LOS ANGELES -- "No one in the state of California will rent you a car," proclaims the clerk at the Dollar Rent A Car counter at Los Angeles International Airport. I stand there drop-jawed, withered by the mortified look from my daughter standing next to me. We face the prospect of spending four days without a car in Los Angeles, visiting three colleges 60 miles apart.
Our carless college tour is neither a frugal plan nor a go-green gesture, but simply the embarrassing oversight of this working mother of three teenagers. My driver's license had expired. Emily, 19, repeating, "I don't believe this," is too young to rent a car.
We are named Walker . We are also frequent travelers whose annual mission trips to South Africa were once marred by my forgetting the plane tickets.
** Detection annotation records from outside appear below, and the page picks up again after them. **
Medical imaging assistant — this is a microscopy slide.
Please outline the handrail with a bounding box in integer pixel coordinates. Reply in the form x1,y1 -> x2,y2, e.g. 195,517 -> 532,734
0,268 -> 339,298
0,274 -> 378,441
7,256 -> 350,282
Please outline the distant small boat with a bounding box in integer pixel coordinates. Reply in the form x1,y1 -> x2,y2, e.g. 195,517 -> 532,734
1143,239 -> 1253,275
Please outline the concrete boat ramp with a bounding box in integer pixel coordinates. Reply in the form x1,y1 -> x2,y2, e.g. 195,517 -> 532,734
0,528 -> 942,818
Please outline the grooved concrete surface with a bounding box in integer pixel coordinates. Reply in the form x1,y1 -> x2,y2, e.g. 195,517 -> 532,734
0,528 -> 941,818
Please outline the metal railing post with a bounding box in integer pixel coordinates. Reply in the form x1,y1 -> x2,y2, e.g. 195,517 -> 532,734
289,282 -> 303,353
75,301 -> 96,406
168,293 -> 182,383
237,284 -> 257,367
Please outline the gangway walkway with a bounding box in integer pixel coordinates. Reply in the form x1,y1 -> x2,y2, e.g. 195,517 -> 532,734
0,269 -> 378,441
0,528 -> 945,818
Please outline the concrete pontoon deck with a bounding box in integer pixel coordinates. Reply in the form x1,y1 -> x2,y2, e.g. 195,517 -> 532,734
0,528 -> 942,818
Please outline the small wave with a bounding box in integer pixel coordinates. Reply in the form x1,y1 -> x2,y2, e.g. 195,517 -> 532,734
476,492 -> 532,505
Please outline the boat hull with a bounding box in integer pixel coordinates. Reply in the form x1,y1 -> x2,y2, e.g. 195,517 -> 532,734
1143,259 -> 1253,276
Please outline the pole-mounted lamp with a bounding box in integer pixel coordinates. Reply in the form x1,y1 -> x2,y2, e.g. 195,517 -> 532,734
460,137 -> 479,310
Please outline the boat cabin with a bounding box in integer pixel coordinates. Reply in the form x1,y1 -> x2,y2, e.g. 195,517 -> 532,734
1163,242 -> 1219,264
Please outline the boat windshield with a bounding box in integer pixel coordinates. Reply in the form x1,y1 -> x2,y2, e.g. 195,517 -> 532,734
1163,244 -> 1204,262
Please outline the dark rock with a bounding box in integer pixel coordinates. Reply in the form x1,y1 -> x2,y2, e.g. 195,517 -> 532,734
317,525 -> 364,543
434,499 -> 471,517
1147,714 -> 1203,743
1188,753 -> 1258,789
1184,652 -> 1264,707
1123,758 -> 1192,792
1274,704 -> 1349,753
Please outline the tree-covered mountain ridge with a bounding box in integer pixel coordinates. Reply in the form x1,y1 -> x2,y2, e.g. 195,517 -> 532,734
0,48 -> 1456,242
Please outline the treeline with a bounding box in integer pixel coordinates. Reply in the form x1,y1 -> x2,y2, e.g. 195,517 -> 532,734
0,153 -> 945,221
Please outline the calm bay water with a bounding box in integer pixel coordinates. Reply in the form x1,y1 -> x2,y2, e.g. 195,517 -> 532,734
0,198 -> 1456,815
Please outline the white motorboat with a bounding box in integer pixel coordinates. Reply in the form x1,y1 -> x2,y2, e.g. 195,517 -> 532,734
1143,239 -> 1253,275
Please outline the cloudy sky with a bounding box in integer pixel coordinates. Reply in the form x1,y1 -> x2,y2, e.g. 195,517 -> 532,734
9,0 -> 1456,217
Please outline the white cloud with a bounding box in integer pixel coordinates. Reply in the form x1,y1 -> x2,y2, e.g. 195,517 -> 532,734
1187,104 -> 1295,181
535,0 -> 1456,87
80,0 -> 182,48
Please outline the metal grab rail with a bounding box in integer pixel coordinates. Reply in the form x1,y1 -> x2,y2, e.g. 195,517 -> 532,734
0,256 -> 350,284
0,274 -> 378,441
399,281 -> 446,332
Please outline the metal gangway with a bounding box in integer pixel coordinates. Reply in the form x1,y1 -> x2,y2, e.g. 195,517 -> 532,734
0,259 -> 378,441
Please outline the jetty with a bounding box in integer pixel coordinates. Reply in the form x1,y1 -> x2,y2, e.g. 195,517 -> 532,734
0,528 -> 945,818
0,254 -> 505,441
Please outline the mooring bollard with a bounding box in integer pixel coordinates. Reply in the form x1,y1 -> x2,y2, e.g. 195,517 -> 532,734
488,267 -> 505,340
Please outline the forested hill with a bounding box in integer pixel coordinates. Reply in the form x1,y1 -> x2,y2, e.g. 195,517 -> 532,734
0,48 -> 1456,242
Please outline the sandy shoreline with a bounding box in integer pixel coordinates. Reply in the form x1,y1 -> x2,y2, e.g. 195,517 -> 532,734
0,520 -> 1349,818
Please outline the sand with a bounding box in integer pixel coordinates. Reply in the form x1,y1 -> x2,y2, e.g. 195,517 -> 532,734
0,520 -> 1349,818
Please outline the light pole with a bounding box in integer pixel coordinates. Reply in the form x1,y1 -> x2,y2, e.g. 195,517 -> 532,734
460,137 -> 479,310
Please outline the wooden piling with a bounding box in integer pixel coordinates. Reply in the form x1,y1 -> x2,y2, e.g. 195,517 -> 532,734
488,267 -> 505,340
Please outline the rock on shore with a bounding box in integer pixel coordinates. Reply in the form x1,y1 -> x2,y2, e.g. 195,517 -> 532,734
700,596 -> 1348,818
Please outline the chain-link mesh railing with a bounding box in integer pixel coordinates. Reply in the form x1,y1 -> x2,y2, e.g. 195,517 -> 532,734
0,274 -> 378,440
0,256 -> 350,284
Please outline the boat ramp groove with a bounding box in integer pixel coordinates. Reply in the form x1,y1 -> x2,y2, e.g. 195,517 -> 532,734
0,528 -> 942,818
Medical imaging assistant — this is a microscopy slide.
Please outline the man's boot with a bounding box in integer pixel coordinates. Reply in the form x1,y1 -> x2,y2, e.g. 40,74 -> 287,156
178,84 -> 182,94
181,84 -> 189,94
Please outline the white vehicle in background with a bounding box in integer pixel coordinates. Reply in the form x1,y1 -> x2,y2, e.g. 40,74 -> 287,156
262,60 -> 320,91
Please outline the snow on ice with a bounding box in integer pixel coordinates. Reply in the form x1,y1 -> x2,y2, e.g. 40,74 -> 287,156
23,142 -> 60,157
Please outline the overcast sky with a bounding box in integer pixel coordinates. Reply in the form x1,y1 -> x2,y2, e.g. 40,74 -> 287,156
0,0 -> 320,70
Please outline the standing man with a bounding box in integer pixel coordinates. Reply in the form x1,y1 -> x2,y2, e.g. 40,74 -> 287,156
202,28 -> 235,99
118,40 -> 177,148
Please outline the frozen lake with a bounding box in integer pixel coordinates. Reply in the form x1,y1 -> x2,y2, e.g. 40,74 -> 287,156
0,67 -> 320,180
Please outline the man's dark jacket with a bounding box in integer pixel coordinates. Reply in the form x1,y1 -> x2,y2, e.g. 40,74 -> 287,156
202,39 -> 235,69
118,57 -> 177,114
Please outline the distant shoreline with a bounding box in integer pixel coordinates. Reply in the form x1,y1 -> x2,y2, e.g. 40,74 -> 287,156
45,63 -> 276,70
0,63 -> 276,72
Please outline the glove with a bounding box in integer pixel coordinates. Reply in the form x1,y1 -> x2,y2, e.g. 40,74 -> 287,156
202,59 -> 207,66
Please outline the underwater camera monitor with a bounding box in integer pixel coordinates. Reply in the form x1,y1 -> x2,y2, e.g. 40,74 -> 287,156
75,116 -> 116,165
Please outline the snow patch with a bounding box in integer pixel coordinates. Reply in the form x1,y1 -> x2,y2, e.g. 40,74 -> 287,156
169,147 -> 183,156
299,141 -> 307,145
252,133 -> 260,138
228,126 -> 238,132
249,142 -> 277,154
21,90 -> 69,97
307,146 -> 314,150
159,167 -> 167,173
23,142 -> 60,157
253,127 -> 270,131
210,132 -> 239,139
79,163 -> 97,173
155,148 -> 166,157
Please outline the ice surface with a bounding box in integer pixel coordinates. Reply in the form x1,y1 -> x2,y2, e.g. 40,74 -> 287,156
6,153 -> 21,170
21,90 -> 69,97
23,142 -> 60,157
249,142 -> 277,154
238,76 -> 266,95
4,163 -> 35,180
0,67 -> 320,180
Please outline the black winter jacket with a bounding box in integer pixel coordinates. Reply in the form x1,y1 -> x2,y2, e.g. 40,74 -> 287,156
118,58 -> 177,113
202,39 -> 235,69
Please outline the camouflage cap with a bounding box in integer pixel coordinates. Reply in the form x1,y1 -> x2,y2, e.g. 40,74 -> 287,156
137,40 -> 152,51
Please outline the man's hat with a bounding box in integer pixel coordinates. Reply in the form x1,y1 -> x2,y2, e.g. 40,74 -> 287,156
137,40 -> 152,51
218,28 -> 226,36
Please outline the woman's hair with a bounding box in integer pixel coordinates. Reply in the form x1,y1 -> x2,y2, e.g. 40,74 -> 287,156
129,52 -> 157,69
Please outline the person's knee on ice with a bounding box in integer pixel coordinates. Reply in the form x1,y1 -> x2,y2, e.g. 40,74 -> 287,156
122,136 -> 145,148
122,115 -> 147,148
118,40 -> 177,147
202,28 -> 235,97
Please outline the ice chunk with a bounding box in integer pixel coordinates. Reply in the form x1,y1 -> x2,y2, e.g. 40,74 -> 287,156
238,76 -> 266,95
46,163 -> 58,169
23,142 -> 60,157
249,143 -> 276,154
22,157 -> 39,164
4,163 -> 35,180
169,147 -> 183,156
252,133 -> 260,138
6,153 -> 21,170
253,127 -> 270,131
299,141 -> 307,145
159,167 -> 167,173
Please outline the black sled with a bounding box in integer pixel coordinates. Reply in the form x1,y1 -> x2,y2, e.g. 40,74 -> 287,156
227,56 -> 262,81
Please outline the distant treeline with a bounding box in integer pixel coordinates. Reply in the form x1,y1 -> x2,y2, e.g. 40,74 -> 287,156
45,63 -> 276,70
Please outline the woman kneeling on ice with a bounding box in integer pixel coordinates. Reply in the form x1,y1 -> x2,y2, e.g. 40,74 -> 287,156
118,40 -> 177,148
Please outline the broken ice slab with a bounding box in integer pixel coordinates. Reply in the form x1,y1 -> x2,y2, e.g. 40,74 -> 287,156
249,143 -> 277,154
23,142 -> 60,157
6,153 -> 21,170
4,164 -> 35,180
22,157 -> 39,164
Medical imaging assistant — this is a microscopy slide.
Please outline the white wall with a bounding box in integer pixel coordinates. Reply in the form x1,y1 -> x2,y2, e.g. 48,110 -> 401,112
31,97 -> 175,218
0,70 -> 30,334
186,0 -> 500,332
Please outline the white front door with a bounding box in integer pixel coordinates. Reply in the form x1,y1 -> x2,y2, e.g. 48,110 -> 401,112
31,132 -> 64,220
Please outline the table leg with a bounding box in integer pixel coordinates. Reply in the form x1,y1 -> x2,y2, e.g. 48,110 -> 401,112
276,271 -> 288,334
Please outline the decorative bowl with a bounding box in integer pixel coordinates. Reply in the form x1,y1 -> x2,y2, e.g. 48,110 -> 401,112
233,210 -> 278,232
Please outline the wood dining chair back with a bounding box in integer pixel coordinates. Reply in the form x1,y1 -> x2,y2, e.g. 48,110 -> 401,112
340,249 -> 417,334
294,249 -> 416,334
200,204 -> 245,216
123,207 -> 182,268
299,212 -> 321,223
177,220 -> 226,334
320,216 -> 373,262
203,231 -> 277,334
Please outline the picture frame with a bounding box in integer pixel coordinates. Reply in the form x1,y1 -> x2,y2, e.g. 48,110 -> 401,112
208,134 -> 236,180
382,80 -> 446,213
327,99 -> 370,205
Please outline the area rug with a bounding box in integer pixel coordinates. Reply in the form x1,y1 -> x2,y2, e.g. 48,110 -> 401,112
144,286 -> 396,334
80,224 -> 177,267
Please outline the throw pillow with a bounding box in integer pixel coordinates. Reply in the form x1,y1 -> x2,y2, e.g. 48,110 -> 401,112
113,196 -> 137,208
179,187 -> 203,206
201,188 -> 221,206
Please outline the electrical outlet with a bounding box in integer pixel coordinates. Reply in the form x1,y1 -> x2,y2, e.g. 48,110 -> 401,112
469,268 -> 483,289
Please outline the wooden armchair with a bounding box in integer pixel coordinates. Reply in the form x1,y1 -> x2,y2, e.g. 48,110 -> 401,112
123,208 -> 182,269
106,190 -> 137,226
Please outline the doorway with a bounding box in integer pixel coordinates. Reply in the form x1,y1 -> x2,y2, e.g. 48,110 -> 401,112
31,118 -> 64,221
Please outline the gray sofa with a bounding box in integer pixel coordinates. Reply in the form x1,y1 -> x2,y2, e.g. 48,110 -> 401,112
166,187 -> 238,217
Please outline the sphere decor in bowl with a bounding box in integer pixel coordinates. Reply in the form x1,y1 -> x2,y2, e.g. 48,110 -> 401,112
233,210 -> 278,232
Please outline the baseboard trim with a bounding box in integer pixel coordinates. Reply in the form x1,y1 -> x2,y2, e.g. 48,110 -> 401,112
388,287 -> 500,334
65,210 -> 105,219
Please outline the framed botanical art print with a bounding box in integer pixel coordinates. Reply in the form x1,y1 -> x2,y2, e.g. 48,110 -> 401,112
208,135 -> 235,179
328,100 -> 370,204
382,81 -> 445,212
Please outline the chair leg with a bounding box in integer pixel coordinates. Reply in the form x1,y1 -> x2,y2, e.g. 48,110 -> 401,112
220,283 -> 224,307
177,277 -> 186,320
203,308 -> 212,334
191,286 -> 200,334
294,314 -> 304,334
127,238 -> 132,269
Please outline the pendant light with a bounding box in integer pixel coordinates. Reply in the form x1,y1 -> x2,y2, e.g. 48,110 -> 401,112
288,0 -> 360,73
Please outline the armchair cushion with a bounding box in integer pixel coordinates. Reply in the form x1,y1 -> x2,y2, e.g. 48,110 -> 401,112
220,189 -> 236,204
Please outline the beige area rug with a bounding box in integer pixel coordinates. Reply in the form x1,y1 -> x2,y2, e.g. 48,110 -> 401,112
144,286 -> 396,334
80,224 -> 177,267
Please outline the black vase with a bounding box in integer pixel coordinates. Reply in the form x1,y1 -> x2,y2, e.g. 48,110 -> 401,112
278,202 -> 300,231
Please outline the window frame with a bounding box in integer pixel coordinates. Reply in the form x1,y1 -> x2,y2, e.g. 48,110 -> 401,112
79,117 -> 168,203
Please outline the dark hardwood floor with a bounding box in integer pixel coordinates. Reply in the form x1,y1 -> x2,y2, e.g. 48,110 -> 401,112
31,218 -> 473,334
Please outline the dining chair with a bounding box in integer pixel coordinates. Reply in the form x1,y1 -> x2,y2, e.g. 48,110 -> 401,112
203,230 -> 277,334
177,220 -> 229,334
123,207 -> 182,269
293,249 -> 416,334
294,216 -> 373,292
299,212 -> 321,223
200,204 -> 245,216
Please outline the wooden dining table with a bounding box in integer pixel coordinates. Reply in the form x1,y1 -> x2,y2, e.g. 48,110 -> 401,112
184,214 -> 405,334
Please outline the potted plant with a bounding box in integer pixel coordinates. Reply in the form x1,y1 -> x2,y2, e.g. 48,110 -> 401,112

And there was that expired passport on the way to Costa Rica. (I blame e-tickets, e-reservations, e-forms, and e-everything for my confusion.)
"Mom, there is no public transportation in LA," Emily declares. "My friend says no one walks in LA." She later proudly verifies this by playing the techno-pop song "Walking in LA" by the band Missing Persons who indeed sing, "Nobody walks in LA."
But to me, a '70s Eurail-er and backpacker, carless means we could be carefree despite destinations scattered among unknown bus and train routes. Of course, Emily has never relied on a school bus and, for her, walking and biking are reserved for workouts, not for getting somewhere.
We leave the rental counter only to discover that information for the car-free is as hard to find as a pedestrian. College websites provide suggestions about where to stay, where to eat, and driving directions . But resources for visitors without cars are barely listed. When we finally negotiate the trains, buses, and taxis to get to these campuses, no one seems to know how long it will take to walk to the supposedly nearby hotels. Nobody knows because nobody walks. Car-free in Los Angeles requires hours of extra time, either traipsing distances guessed at or searching for the often poorly marked stops, then waiting for the infrequent buses and trains.
Waiting is unfamiliar to Emily, an admitted member of the instantaneous and impatient generation. Even the travel commentary is instant. She reports to friends back home, "Want to hear what we are doing for public transportation today? Two trains, a taxi, and a bus instead of by that one beautiful word, invented by Henry Ford, a car."
Emily tells me that there is a food chain in the public transportation hierarchy, "OK, a train is understandable, people take trains. But a bus says , straight-up, you don't have a car." Her look is now menacing. I think back to what her younger sister said last year, disembarking from her first long-distance bus trip : "Sure , Mom, buses are great. My seatmate showed me his probation papers."
But we are sharing with strangers -- not just the ride, but the same music, the same air, if possible, the same conversation, even the same price. (Traveler's disclosure: We spent 75 cents to $1.25 for bus rides. But totaling up the $20 train tickets, the $60 shuttle van ride, and the two inevitable $25 and $75 cab rides, our car-free expenditure is estimated to be only slightly below what we would have paid for a rental car and $3.50 a gallon gas.)
When we are walking, we are talking, not separated by the blare of the car radio. Along the shaded streets of Claremont, we breathe the fragrance of honeysuckle, observe the Arts and Crafts-style bungalows, and notice the peek-a-boo American Girl doll perched in one of the windows. After a train ride to LA, we feel swallowed by the cathedral-high ceilings, burnished leather arm chairs, and Spanish-tiled floors, all soaked in the amber light of Union Station .
In a downtown LA neighborhood, we observe the empty storefronts, one with cracked lettering "NAILS 4ever," and pull our bags over weed-strewn, buckled sidewalks. We see, breathe, smell, and converse about the campuses and their surrounding neighborhoods, outside of a hermetically sealed car, more informed than if we had relied on the sunny descriptions of college guides.
Then there's the all-important matter of how we look, we car-free ones. Each intersection brings glances from oncoming drivers as we perch on the empty sidewalk's edge. We suspect we are the waiting room story in the college admissions offices.
And we begin to notice the energy-consumption double-speak in the land of the educated. One college tour begins with the student-parking garage ("Fifty to 60 percent of our students bring their own cars and parking is free"). We hear an admissions official boast that this small liberal arts college is an educational mecca "at the hub of LA's major freeways."
Yet we hear breathless explanations about a campus theme, "the cost of oil," and overhear faculty members discuss the ethics of energy consumption. But we don't see these people on the sidewalks or at the train station. We realize we wouldn't be at these places either, except for what my daughter calls "Mom's stupid travel brain." We begin to feel the creeping guilt and the growing awareness that too many of us are talking the talk and not walking the walk.
My daughter wants to explore, wants to cross the country to attend school. She wants to get out of her New England comfort zone. You know, mix it up, be a citizen of the world, and all that.
But perhaps the lesson learned from our journey is that getting out in the world begins with getting out of the car.